We spent Tuesday at the hotel, did the beach on Wed, drove back Wed night after eating soft-serve ice creams as big as Mrs. Simpson's hair and after driving through Myrtle Beach with its souped-up cars dragging the Grand Strand. I spent the night with M.E., saw more friends on Thursday and then headed up on a 99-degree midday to the Upstate.

I was on the highway, which was 123 degrees, about to fall asleep and thinking I should pull over into a parking lot and do that. But I thought I might melt or faint or succumb completely in the heat. "I know," I thought. "What if I find a Hampton Inn? I'll tell them I was just at one of their sister hotels on the coast. And maybe they'll let me come in with my laptop and doze off a bit in the lobby."

I was a little hesitant, to say the least, and thought for a second of just sneaking in to an HI, which is short for Hi!!, BTW. I would slip by the desk clerks, unnoticed, and do what I needed to do, without asking.

Side note: This is is not my M.O. I like to tell the truth and see what happens. I almost always am rewarded. And so I boldly walked into the lobby with my laptop prepared to give a speech. But right away, without even a word from me, the woman at the desk handed me an access code for the Internet.

"I'm not a guest here," I said.

She just shook her head back and forth, like "You don't need to explain yourself, honey."

I blabbed on, "I did just leave a Hampton Inn on the coast. I'm headed up to Greenville, but I'm about to fall asleep."

The whole time, she was just shaking her head. "It's OK, honey," she said, pointing to the lobby. "Go get yourself some complimentary coffee if you want some."

When I left an hour later, refreshed, cared for, dare I say, loved, they gave me two homemade cookies.

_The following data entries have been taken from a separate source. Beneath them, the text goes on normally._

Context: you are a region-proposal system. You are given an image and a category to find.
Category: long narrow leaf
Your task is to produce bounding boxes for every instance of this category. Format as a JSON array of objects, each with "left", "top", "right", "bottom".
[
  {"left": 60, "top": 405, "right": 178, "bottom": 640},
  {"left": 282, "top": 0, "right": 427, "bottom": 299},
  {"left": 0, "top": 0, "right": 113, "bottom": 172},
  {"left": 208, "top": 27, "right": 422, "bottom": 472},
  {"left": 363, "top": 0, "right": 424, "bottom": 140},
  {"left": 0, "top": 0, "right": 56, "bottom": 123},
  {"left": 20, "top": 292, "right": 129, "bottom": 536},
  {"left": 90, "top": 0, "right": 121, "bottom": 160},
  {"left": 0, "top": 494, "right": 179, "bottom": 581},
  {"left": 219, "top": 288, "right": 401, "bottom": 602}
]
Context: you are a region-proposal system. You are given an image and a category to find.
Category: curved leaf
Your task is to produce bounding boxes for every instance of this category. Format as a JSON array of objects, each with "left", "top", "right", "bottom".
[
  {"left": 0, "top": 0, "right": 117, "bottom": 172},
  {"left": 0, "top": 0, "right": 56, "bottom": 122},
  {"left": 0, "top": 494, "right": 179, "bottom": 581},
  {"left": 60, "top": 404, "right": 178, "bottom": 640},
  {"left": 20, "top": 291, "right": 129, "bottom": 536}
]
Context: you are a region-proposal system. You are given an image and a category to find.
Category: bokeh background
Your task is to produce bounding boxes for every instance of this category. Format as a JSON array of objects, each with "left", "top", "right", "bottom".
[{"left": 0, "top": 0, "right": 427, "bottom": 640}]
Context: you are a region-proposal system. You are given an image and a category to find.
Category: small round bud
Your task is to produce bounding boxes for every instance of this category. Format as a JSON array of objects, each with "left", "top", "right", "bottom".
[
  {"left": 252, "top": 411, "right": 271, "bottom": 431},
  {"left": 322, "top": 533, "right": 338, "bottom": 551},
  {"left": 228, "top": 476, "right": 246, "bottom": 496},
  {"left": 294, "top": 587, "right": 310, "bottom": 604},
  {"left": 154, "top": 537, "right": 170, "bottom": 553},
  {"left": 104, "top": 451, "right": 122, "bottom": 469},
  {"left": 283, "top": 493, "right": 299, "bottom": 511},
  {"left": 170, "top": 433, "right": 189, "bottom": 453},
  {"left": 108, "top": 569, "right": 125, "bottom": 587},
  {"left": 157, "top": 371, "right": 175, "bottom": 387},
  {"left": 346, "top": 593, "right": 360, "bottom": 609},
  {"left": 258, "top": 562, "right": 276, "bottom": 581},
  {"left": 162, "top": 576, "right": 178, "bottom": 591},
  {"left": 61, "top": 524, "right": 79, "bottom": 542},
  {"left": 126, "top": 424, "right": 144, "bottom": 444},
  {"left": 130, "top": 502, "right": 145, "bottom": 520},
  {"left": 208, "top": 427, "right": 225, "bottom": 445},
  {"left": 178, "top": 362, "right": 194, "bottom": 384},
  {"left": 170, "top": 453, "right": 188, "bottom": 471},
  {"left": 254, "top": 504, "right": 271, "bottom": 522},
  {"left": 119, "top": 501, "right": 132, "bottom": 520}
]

I shall never wander the interstate exits again. Not to the Best Western, nor Holiday Inn. Not Ramada or Quality will I go. But Hampton Inn, which is where, like a devoted lamb, I pulled in last night, my last night with Southern hospitality in SC before I drive to Hartsville International in Atlanta. This is not an advertisement, but an unpaid endorsement, a lovely thread to have wound its way through my journey home.